Although annotating a thousand news articles wasn’t sufficient, the researchers used a language model (LM) to continue the annotation process. Ferrara clarifies, “Language models are AI frameworks that process and understand human language by analyzing large amounts of text to discern patterns and context.”
The trained LM achieved an 83% accuracy in detecting source attributions, allowing researchers to annotate around 10,000 news articles. The AI model unveiled insights into the composition of news writing, revealing that about half of the information in articles originates from sources. Furthermore, it found that articles typically feature one or two main sources contributing the majority of information, with two to eight smaller sources providing additional details.
The AI model also discovered that the first and last sentences of an article are most likely to be sourced. Spangher notes that reporters often begin with quoted information and end with a quote to captivate readers.
In a test challenging their algorithm, researchers investigated whether the AI could detect missing sources. Analyzing 40,000 articles with randomly removed sources, the AI effortlessly identified when a primary source was absent but struggled with smaller sources. While these sources may seem less critical, they could offer valuable recommendations in the future.
Spangher emphasizes, “You’ll get a lot of information from the main players, but additional voices can add color and additional details to the story. It will be a challenge to make the machine recognize and recommend smaller sources, but they may be the most helpful.”
Researchers envision the tool’s significance in recommending diverse sources, introducing journalists to new and varied perspectives beyond their usual networks. However, they acknowledge the inherent vulnerability of any AI system to bias if not meticulously designed.
Jonathan May, a computer science research professor at USC Viterbi and a lead researcher at ISI, envisions a future where source machines accelerate the reporting process, making journalists more efficient. May says, “Using technology to support our artistic endeavors is also a creative endeavor in and of itself. That’s the reason I have hope for it.”

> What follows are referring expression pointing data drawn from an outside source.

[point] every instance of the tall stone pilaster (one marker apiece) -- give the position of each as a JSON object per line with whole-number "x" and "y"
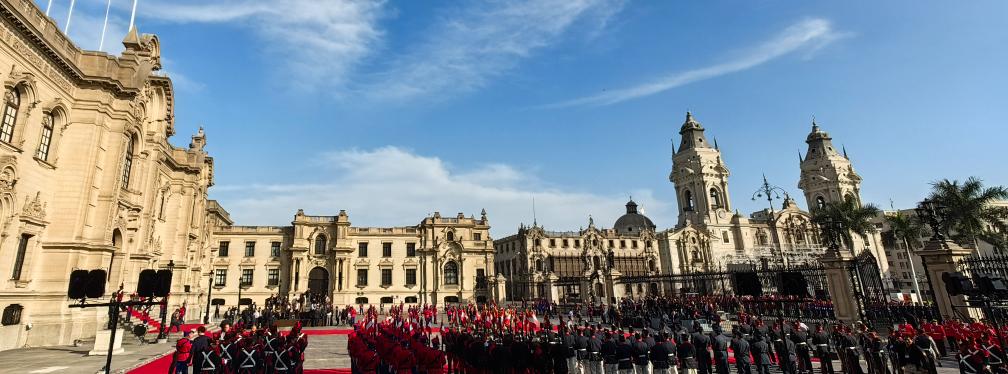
{"x": 841, "y": 284}
{"x": 938, "y": 257}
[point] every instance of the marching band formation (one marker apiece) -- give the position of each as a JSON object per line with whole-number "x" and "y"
{"x": 241, "y": 350}
{"x": 657, "y": 335}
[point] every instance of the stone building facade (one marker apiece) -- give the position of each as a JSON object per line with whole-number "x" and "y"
{"x": 579, "y": 265}
{"x": 88, "y": 177}
{"x": 712, "y": 236}
{"x": 442, "y": 259}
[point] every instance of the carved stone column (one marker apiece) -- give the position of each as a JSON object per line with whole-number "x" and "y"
{"x": 841, "y": 285}
{"x": 938, "y": 257}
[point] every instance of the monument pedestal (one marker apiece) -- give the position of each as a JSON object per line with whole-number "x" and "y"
{"x": 938, "y": 257}
{"x": 841, "y": 285}
{"x": 102, "y": 343}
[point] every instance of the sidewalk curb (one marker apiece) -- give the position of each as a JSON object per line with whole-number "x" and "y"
{"x": 155, "y": 357}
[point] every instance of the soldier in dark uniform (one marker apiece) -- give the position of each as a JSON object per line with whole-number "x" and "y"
{"x": 641, "y": 354}
{"x": 740, "y": 347}
{"x": 558, "y": 354}
{"x": 821, "y": 343}
{"x": 609, "y": 348}
{"x": 595, "y": 354}
{"x": 659, "y": 357}
{"x": 702, "y": 346}
{"x": 686, "y": 353}
{"x": 581, "y": 345}
{"x": 800, "y": 339}
{"x": 761, "y": 354}
{"x": 788, "y": 355}
{"x": 624, "y": 355}
{"x": 719, "y": 344}
{"x": 852, "y": 355}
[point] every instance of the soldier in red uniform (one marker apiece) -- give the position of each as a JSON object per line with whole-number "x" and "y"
{"x": 936, "y": 332}
{"x": 297, "y": 342}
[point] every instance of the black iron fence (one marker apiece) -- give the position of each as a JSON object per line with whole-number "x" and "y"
{"x": 988, "y": 287}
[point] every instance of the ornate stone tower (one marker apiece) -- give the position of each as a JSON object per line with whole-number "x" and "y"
{"x": 701, "y": 177}
{"x": 827, "y": 175}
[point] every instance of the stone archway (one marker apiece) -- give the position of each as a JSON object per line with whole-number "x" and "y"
{"x": 319, "y": 280}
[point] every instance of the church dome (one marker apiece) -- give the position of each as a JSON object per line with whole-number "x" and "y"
{"x": 633, "y": 222}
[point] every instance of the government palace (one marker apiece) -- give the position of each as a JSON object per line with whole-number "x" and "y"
{"x": 89, "y": 179}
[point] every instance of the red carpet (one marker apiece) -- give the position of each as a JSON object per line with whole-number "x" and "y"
{"x": 160, "y": 366}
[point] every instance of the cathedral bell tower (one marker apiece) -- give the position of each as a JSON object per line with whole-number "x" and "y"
{"x": 827, "y": 175}
{"x": 700, "y": 177}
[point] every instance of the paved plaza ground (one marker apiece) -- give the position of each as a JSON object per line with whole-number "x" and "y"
{"x": 325, "y": 352}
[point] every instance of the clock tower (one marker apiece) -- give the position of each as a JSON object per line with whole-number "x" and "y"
{"x": 700, "y": 177}
{"x": 827, "y": 175}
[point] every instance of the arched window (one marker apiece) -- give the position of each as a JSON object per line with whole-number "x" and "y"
{"x": 715, "y": 199}
{"x": 46, "y": 140}
{"x": 128, "y": 163}
{"x": 12, "y": 103}
{"x": 452, "y": 273}
{"x": 320, "y": 245}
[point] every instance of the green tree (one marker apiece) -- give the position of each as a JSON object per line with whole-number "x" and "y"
{"x": 907, "y": 229}
{"x": 971, "y": 213}
{"x": 851, "y": 215}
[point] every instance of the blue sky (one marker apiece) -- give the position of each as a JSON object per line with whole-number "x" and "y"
{"x": 393, "y": 110}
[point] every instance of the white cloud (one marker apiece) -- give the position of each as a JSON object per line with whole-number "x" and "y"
{"x": 481, "y": 41}
{"x": 810, "y": 33}
{"x": 319, "y": 42}
{"x": 392, "y": 187}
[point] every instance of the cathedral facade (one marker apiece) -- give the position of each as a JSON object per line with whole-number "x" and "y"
{"x": 89, "y": 178}
{"x": 441, "y": 259}
{"x": 580, "y": 265}
{"x": 712, "y": 236}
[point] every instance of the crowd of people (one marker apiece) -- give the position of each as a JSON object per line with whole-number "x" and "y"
{"x": 684, "y": 334}
{"x": 240, "y": 349}
{"x": 689, "y": 334}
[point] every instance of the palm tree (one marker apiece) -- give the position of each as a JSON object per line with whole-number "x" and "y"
{"x": 971, "y": 212}
{"x": 851, "y": 215}
{"x": 908, "y": 229}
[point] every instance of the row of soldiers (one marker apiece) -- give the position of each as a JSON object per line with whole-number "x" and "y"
{"x": 242, "y": 350}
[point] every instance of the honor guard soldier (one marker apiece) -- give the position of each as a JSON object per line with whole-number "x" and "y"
{"x": 660, "y": 357}
{"x": 821, "y": 343}
{"x": 719, "y": 344}
{"x": 609, "y": 348}
{"x": 595, "y": 353}
{"x": 702, "y": 346}
{"x": 640, "y": 355}
{"x": 686, "y": 353}
{"x": 740, "y": 347}
{"x": 581, "y": 350}
{"x": 761, "y": 354}
{"x": 624, "y": 355}
{"x": 803, "y": 352}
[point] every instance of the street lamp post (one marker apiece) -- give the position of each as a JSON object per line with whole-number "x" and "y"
{"x": 239, "y": 293}
{"x": 932, "y": 214}
{"x": 210, "y": 292}
{"x": 163, "y": 334}
{"x": 771, "y": 192}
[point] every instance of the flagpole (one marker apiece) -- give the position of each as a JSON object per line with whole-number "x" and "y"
{"x": 69, "y": 14}
{"x": 132, "y": 17}
{"x": 101, "y": 43}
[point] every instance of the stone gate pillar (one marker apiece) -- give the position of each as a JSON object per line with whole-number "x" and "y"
{"x": 840, "y": 284}
{"x": 938, "y": 257}
{"x": 500, "y": 288}
{"x": 610, "y": 286}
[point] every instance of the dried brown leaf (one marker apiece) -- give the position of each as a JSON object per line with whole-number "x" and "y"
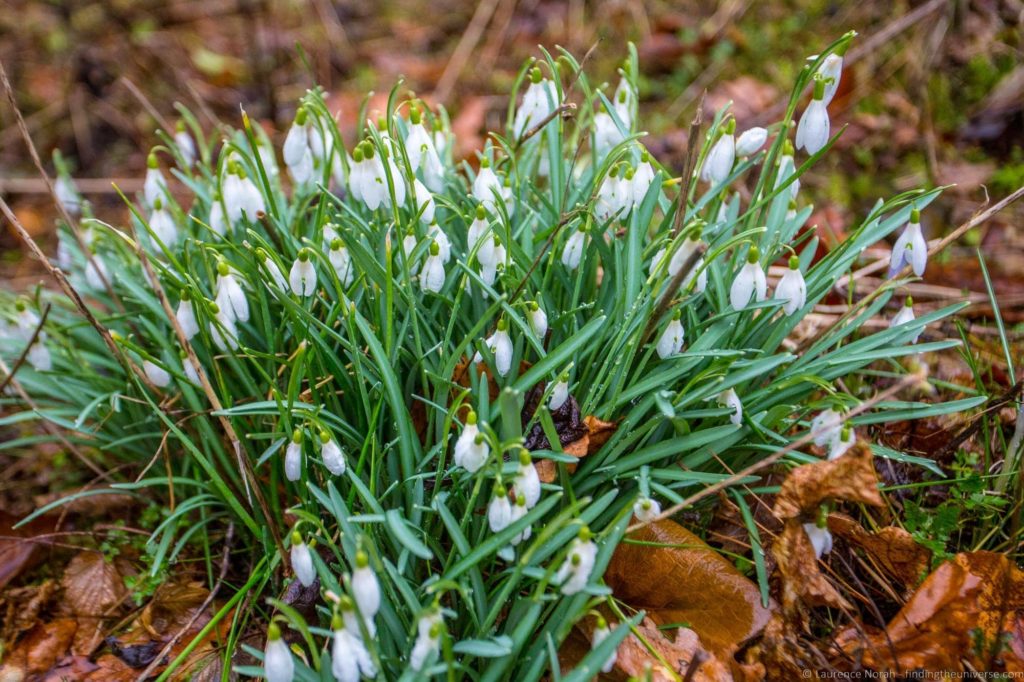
{"x": 970, "y": 609}
{"x": 677, "y": 578}
{"x": 893, "y": 548}
{"x": 850, "y": 477}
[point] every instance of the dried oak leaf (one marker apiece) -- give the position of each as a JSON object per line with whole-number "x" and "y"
{"x": 93, "y": 589}
{"x": 892, "y": 548}
{"x": 850, "y": 477}
{"x": 970, "y": 609}
{"x": 39, "y": 650}
{"x": 678, "y": 579}
{"x": 803, "y": 582}
{"x": 658, "y": 658}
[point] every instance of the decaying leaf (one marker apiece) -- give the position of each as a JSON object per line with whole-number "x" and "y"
{"x": 675, "y": 577}
{"x": 93, "y": 588}
{"x": 653, "y": 656}
{"x": 849, "y": 477}
{"x": 892, "y": 548}
{"x": 803, "y": 582}
{"x": 970, "y": 609}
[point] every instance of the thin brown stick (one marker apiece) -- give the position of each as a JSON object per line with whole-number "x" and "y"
{"x": 71, "y": 293}
{"x": 72, "y": 224}
{"x": 245, "y": 466}
{"x": 936, "y": 246}
{"x": 25, "y": 353}
{"x": 776, "y": 456}
{"x": 224, "y": 563}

The group intends to work with reporters to obtain input for future enhancements. Spangher expresses enthusiasm for engaging with journalists, understanding their needs, perspectives, and what they believe will succeed or fail. He emphasizes that any solution for local journalism requires collaboration from diverse individuals with different backgrounds.
The AI-powered source recommendation engine developed by the USC Information Sciences Institute marks a transformative leap in the realm of journalism. By providing journalists with a tool that can efficiently sift through vast amounts of information, identify missing sources, and recommend diverse perspectives, the potential for enriched and well-rounded news reporting becomes evident. As the research team plans to collaborate with journalists for further refinement, the future promises an integration of artificial intelligence that not only streamlines the creative process for journalists but also enhances the depth and breadth of news narratives.
This innovative endeavor stands as a testament to the power of technology when harnessed for creative solutions. As the AI source recommendation tool evolves, it has the potential to redefine journalistic practices, introducing efficiency without compromising the integrity of reporting. With a commitment to addressing biases and a collaborative approach to improvement, this development opens up new horizons for journalism, fostering a future where man and machine work in tandem to deliver insightful, diverse, and impactful news stories.